BALTIMORE, Dec. 08, 2015 (GLOBE NEWSWIRE) — University of Maryland (UM) Ventures and Pataigin announced today that the University of Maryland, Baltimore (UMB) has granted Pataigin worldwide, exclusive licensing rights to UMB patents and technology for a method to quickly and accurately identify dangerous pathogens. Robert Ernst, Ph.D., associate professor of microbial pathogenesis at UMB School of Dentistry, and David Goodlett, Ph.D., professor of pharmaceutical sciences at UMB School of Pharmacy, are patent inventors. The University of Washington is also a co-owner on one of the patents. Erik Nilsson, who has headed software and mass spectrometry companies for nearly 20 years, will serve as Pataigin’s CEO.
Infectious diseases remain a major global killer, responsible for 18 million deaths worldwide every year. And yet, detecting potential infectious agents remains hampered by current technological methods that are slow, require cell culture, and are expensive and labor-intensive. The licensed technology detects lipids in the outer membranes of pathogens that are unique to each pathogen. A “barcode of lipids expressed by each organism is created that allows laboratory staff to quickly identify specific strains of bacteria, fungi, and yeast that cause disease. The technology will allow pathogen identification directly from tissues like blood, urine, and wounds, without the need for cell culture. Importantly, the technology can differentiate between drug-susceptible and drug-resistant variants, accelerating medical treatment decisions as well as containment of dangerous pathogens.

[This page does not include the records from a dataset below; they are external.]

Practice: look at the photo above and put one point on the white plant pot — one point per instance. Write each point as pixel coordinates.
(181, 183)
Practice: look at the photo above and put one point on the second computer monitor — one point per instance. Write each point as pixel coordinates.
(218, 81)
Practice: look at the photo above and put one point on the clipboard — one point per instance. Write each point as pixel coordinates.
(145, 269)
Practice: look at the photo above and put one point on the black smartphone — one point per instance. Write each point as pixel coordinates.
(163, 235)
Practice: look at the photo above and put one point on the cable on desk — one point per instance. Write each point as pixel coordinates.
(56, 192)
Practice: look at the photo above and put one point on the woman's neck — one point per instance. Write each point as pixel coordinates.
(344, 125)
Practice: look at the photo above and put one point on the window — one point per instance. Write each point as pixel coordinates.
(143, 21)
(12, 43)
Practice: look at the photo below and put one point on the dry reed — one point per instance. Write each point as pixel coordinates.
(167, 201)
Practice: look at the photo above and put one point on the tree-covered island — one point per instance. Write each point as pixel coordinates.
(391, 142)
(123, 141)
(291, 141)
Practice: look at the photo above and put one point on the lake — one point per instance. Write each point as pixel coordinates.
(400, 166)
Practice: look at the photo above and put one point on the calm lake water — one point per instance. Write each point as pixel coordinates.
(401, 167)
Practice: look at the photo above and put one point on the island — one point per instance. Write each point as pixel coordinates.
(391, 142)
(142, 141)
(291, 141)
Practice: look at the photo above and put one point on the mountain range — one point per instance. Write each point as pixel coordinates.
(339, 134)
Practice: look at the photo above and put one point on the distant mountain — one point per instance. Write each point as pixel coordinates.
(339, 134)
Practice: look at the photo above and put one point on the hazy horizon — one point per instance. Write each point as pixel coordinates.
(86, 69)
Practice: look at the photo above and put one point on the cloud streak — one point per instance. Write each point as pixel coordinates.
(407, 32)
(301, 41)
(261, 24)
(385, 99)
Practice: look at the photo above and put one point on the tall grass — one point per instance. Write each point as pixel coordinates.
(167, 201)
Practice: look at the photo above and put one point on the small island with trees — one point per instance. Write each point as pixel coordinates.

Phil Robilotto, D.O., M.B.A., Chief Commercialization Officer, UM Ventures, Baltimore, said, “We are delighted to license this promising technology to Pataigin, an exciting new startup with excellent scientific and business leadership. The Company is well situated to validate and commercialize this important diagnostic technology that has the potential to positively impact the treatment of infectious disease by significantly reducing the time required to accurately identify and treat specific pathogens.”
Erik Nilsson has 30 years of experience in software, mass spectrometry, and biotechnology. He is currently CEO of Deurion, a software development company that developed new technologies for mass spectrometry, bioinformatics and microfluidics. He previously served as President of machine learning software company Insilicos, and previously held several leadership positions (including President) of software platform developer GraphiCode, which he sold in 1999.
“I’m proud to be part of the effort to transform this valuable technology into better methods for infectious disease pathogen detection,” said Mr. Nilsson. Pataigin’s leadership team will also consist of Dr. Goodlett and Dr. Ernst.